Where possible we go further. Products in our Essential and Salvage range are PETA Vegan Approved and made in a carbon neutral facility. You can even watch a video from inside the production facility.
We’d love to hear from you if you have any feedback on our mission to make sustainable clothing affordable. You can contact us using our online form.
Happy to buy from you. The insistence by many otherwise ethical shoppers that products be made in the UK is not something I have never understood. The only way developing countries are going to make progress is through some industrialization and export (the same way we did in the UK).
Thanks for this overview of how you operate and what standards you set yourselves and your supplies.

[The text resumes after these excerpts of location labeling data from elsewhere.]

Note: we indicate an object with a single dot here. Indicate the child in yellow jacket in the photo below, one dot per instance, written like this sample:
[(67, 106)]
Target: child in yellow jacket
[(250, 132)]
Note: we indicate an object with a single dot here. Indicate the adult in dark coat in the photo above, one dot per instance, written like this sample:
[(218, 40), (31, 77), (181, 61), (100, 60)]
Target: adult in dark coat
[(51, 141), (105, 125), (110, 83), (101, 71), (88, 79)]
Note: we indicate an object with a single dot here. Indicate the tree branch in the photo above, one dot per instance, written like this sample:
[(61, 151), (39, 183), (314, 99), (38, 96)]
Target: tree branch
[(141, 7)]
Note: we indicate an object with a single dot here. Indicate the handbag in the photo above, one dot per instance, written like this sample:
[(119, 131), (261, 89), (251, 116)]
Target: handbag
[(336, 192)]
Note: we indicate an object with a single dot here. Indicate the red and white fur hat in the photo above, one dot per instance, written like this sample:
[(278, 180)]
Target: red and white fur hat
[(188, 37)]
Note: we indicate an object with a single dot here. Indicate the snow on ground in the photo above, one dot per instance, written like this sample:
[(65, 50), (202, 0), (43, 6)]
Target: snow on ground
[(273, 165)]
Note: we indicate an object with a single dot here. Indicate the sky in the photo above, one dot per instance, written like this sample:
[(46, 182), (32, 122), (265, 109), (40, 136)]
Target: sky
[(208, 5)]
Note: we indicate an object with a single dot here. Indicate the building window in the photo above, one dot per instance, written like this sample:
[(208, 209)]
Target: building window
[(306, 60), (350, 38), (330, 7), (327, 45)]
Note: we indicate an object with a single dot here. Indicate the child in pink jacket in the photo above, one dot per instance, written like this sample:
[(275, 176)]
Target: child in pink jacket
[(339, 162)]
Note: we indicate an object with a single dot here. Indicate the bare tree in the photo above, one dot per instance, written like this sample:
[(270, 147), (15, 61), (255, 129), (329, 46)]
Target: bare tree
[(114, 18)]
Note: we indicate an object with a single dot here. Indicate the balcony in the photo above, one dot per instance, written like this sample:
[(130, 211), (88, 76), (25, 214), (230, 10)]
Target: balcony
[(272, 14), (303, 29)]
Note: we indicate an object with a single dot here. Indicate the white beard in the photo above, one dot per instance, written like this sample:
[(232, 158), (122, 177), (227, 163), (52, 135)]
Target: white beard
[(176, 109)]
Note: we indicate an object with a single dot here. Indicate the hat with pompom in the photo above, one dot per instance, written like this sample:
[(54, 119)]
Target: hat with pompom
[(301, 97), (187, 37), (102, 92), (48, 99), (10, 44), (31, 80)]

Today, many consumers either are not interested in how garments are produced or are very sceptical of low priced articles and tend to criticise without understanding the production and logistics involved.
You help by educating the consumer and being transparent about how you operate and what you aspire to with your business model.
I have ordered 4 bamboo T-shirts in order to get my first customer experience. If this is positive, I will sign up as a returning customer.
Keep up the good work- the planet needs more people like you 🤗
Hello.interesting article but I regret I will not purchase from you . If you can produce your garments from a mechanised workshop in the Indian sub continent then you could do the same in England . Thank you
Very interesting to read your article on your supply chains. I try to be as green as I can in my occasional clothing purchases. Canopyplanet.org is extremely informative, especially on the subject of materials made from wood pulp such as viscose and tencel. I expect you know it, but if not, you might be interested.